After the war, the Mullin family moved to Downey, California, where three more children were born. Marie was now Cub Scout den mother, campaigner for the Heart Association against smoking, and chauffeur to six energetic kids. There were many rotten-orange fights in the orange groves surrounding their home. There were many “dress-up” parades, and endless Halloweens, with costumes all made by Marie.
Her daughters eventually married, and Marie continued the costume making with her grandchildren. I will never forget going to her house, into the sewing room, and sifting through oceans of patterns with her. “What would you like, honey?” she would ask, “And in what color?” This absolutely blew my mind. Suddenly, the realm of possibility was cracked wide open. I could create anything, in any color, with any fabric, for any person. There were no limits to what a person could create.

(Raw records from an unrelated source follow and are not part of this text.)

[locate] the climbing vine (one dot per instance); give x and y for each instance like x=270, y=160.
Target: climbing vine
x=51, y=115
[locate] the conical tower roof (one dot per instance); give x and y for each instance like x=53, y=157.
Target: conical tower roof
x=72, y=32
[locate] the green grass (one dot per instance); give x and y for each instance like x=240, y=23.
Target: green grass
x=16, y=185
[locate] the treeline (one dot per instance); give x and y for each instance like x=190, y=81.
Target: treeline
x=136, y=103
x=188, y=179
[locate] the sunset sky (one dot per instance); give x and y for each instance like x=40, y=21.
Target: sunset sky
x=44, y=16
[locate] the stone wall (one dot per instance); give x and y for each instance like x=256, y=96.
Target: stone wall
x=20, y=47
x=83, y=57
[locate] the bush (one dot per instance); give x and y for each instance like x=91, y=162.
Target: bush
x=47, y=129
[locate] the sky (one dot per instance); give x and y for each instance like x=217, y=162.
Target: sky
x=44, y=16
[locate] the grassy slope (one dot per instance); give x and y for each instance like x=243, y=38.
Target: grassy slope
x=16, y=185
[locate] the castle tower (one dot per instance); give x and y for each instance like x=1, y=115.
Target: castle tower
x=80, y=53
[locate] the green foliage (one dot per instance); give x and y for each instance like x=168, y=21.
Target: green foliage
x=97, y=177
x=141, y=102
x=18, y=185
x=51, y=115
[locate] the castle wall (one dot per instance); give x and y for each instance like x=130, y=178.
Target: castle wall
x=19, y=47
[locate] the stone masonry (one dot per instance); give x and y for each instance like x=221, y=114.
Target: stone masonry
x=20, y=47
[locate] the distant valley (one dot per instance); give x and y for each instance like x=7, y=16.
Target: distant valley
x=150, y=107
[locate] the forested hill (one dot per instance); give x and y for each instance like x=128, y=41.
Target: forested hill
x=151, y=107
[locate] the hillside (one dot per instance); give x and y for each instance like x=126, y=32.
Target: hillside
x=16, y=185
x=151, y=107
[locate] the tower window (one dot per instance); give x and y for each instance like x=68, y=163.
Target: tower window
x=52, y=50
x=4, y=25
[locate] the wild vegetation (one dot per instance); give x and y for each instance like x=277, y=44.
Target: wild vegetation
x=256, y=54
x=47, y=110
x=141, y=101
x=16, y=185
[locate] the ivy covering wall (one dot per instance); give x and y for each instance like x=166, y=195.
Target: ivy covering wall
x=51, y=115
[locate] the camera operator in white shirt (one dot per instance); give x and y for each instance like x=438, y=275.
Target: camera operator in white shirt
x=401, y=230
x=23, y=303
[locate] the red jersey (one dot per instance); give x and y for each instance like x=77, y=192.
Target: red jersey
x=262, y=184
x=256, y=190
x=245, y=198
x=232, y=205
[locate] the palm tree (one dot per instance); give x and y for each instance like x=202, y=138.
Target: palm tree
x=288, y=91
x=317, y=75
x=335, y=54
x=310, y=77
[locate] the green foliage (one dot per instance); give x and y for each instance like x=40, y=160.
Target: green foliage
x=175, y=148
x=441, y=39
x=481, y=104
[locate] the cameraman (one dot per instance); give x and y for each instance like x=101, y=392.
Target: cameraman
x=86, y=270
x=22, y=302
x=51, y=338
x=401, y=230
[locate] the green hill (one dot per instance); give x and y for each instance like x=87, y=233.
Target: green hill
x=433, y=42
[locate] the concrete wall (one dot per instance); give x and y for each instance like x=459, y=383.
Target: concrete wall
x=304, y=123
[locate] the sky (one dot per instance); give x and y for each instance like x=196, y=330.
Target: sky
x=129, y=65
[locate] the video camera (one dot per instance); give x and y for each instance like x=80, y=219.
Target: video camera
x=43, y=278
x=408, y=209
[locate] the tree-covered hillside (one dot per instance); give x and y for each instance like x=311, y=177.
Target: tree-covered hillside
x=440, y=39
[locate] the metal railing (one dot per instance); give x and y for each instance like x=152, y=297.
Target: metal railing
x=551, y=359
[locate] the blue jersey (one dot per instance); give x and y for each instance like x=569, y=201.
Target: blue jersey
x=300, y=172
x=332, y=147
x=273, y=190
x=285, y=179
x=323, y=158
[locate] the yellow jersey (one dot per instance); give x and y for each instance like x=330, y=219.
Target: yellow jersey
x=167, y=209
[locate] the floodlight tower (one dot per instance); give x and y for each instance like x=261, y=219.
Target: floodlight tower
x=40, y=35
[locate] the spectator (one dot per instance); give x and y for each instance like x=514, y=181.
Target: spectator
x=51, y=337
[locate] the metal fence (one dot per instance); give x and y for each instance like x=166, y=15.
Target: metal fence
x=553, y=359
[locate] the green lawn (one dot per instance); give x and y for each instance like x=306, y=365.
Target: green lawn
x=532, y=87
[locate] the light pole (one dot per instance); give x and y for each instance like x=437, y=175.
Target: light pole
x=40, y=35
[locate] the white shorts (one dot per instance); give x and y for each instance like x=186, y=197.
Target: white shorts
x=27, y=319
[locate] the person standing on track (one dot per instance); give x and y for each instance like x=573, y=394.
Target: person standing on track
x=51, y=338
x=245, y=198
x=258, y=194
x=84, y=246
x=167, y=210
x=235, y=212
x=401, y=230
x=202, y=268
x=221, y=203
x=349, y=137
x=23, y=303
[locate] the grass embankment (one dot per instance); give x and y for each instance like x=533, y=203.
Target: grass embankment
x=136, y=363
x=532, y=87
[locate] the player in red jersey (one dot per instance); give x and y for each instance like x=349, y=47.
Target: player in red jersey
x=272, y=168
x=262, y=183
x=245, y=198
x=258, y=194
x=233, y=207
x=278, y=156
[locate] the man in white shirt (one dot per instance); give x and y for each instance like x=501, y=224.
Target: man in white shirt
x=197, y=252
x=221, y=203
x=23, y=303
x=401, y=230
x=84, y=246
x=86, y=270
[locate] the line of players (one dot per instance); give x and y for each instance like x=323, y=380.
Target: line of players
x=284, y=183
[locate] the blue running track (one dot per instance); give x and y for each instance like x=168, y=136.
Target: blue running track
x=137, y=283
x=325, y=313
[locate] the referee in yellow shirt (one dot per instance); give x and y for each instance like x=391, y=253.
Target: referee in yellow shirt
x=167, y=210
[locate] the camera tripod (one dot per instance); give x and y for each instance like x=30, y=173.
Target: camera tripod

Marie grew older, and her hands grew more rigid with arthritis. The crochet stopped, the sewing grew less frequent, and eventually even her beloved woodworking equipment lay idle. By the end of her life, her hands were twisted beyond use, but oh, the wonders they had performed. All of us who benefitted from her instruction and her inspiration add to her legacy of creation. In this manner, her creative work lives on forever.
Perhaps more important than her creative work was her incredible sunny attitude, adventurous spirit, and “can-do” outlook on life. It seems cliché to glorify someone who has passed on, overlooking his or her flaws and faults, but in this case, she deserves the praise. This was a woman whose dream was to become a professional racecar driver. She sometimes forgot it was a dream, burning through the back-roads of Indiana and Southern California in a wood-paneled station wagon. This was a woman who knew how to throw a rip-roaring party. There was always room for “one more” – people were her treasures, and everyone she knew was her friend.

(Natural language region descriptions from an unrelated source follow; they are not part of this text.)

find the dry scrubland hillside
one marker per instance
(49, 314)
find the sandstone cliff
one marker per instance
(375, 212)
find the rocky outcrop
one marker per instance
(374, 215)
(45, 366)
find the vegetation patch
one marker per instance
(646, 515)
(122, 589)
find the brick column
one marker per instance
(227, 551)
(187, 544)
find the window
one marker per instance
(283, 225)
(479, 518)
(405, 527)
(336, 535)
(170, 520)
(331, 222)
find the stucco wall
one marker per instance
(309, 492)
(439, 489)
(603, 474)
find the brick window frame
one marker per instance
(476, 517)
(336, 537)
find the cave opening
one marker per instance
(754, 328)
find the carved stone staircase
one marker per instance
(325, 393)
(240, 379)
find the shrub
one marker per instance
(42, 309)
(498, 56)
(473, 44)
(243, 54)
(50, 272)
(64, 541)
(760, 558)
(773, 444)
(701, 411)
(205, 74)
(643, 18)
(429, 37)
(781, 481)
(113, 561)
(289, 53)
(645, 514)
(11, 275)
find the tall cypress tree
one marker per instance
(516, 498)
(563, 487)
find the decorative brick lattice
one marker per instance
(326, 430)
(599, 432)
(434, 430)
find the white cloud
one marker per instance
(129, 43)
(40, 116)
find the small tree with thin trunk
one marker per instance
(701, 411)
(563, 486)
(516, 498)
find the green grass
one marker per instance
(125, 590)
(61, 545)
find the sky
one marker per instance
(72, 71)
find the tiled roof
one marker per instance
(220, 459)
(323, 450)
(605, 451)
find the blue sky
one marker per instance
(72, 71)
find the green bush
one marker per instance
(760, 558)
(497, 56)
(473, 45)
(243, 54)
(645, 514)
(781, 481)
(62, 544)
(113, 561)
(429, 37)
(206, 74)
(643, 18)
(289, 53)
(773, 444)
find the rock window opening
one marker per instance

She became a leader in the rural community where she and Joe eventually settled, Bonsall, California. She started the Bonsall Women’s Club, a community service organization, was a member of the Bonsall Planning group, led the campaign to save the old Bonsall Bridge, to save the old one-room Bonsall school house. She worked tirelessly to stop the widening of the tiny-two-lane road that runs in front of their home, and she fought to not restrict the number of horses one could own in her rural neighborhood. She was a legend in the community, and throughout all of her fighting for causes, didn’t seem to collect even one enemy.
This is not to say that she had no flaws – she did. She might have been a tad overprotective and strict with her older children. She might have thrown away a few valuable, first edition Elvis Presley records. She might have had an inexplicable love for powdered mashed potato mix. Yes, she had flaws. But they pale in comparison to her accomplishments as a human being. She taught us how to love, how to care for other people, and how to be a better person. I want to be a better person because of her example. I look to her demeanor and her life as inspiration for my own – can I love more, care more, do more – and I hope that one day, I can fulfill her legacy.

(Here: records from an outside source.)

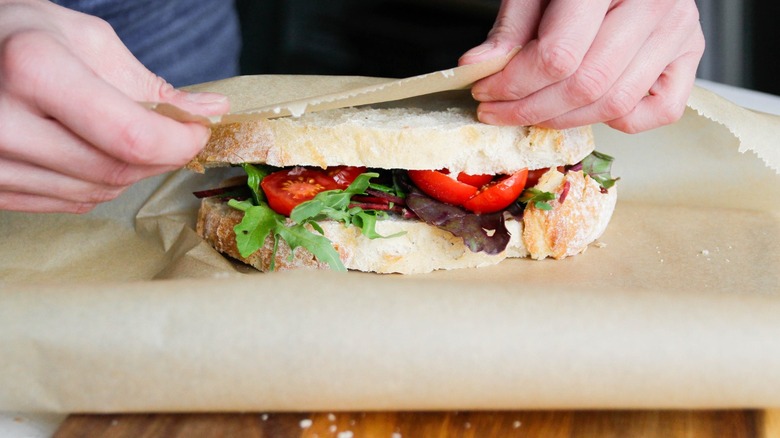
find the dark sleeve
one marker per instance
(184, 41)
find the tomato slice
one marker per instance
(439, 186)
(498, 195)
(286, 189)
(344, 175)
(474, 180)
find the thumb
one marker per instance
(202, 103)
(515, 25)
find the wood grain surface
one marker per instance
(553, 424)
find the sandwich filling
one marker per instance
(288, 203)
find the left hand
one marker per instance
(628, 63)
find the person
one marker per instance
(72, 134)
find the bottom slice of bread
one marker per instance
(567, 229)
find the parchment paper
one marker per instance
(678, 306)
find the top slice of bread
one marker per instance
(429, 132)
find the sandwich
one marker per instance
(407, 187)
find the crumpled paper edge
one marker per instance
(756, 131)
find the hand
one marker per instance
(628, 63)
(72, 133)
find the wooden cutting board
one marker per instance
(548, 424)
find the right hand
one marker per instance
(72, 133)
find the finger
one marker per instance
(101, 49)
(93, 109)
(667, 99)
(515, 25)
(628, 50)
(660, 50)
(48, 144)
(26, 202)
(566, 31)
(20, 177)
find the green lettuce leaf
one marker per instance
(598, 166)
(537, 197)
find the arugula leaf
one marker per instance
(317, 244)
(256, 175)
(334, 205)
(598, 165)
(258, 222)
(537, 197)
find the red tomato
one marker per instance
(344, 175)
(441, 187)
(286, 189)
(474, 180)
(499, 195)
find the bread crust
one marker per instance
(566, 230)
(394, 138)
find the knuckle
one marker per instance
(80, 207)
(557, 60)
(588, 85)
(20, 56)
(102, 194)
(618, 104)
(523, 115)
(670, 112)
(627, 125)
(135, 144)
(118, 175)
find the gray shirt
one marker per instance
(184, 41)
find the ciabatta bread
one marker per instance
(565, 230)
(432, 133)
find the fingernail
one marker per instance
(480, 96)
(206, 98)
(486, 117)
(479, 50)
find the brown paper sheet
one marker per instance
(677, 308)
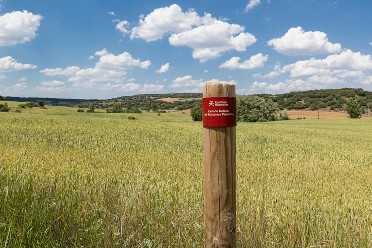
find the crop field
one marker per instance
(71, 179)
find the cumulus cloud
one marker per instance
(298, 42)
(109, 73)
(18, 27)
(163, 21)
(346, 67)
(122, 27)
(252, 4)
(68, 71)
(147, 88)
(8, 64)
(207, 36)
(163, 69)
(213, 38)
(51, 86)
(255, 61)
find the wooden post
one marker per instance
(219, 166)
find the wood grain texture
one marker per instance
(219, 177)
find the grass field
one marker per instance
(71, 179)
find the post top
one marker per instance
(219, 89)
(218, 83)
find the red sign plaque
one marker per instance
(219, 111)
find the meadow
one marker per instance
(71, 179)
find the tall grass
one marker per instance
(101, 180)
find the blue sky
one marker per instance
(105, 49)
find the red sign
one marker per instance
(219, 111)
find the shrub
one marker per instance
(353, 108)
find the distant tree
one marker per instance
(90, 108)
(353, 108)
(196, 113)
(254, 108)
(369, 107)
(40, 103)
(4, 107)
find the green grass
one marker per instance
(100, 180)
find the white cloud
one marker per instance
(255, 61)
(123, 87)
(18, 27)
(151, 88)
(276, 72)
(207, 36)
(213, 38)
(252, 4)
(101, 53)
(298, 42)
(164, 68)
(8, 64)
(109, 73)
(50, 86)
(345, 68)
(163, 21)
(122, 27)
(187, 82)
(71, 70)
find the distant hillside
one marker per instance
(331, 99)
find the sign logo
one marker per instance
(219, 111)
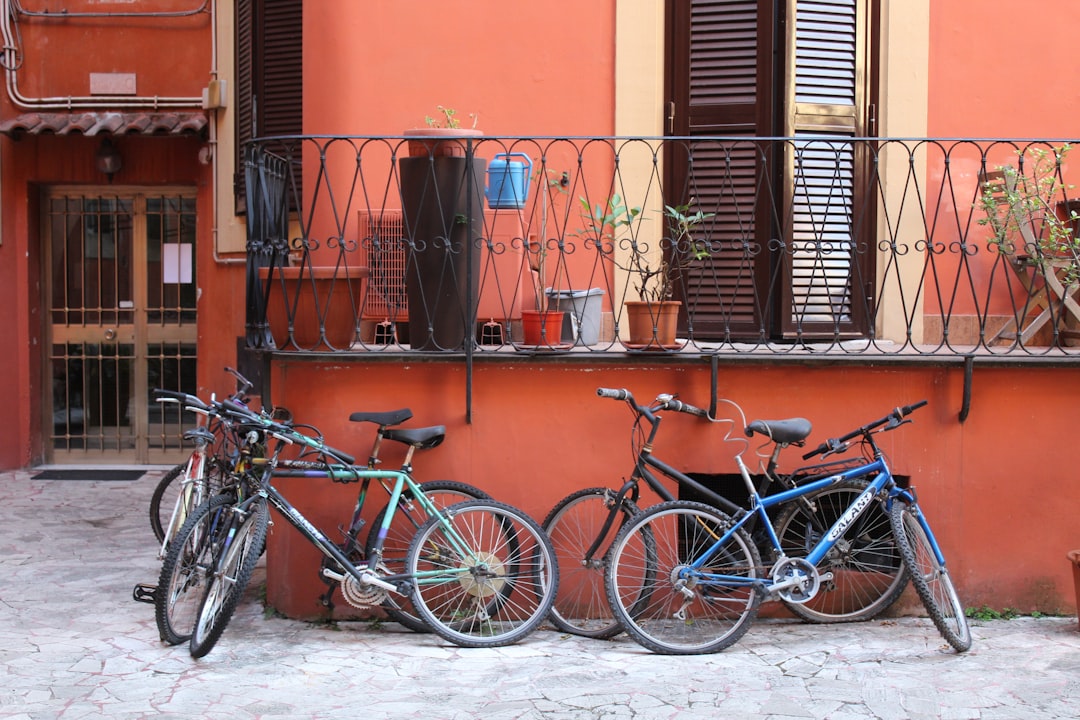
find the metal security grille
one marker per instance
(122, 322)
(383, 245)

So rest in peace, Elsie Marie. Ninety-one, almost ninety-two years on this earth, and nothing was left undone. I am so happy to have known this woman, never mind the fact that I am related to her. We are hosting a memorial service for her in a month, and we are already anticipating a flood of people. My grandma was a true rock star – to her family, and to her community. She will be profoundly missed. Her legacy lives on in everyone she touched. The “M” in my name stands for Marie, and the “M” will always be in my name in the credits of any movie I work on; she will always be represented. She taught me the limitless possibilities of creative work, and that is a lesson worth repeating. Thanks, Grandma.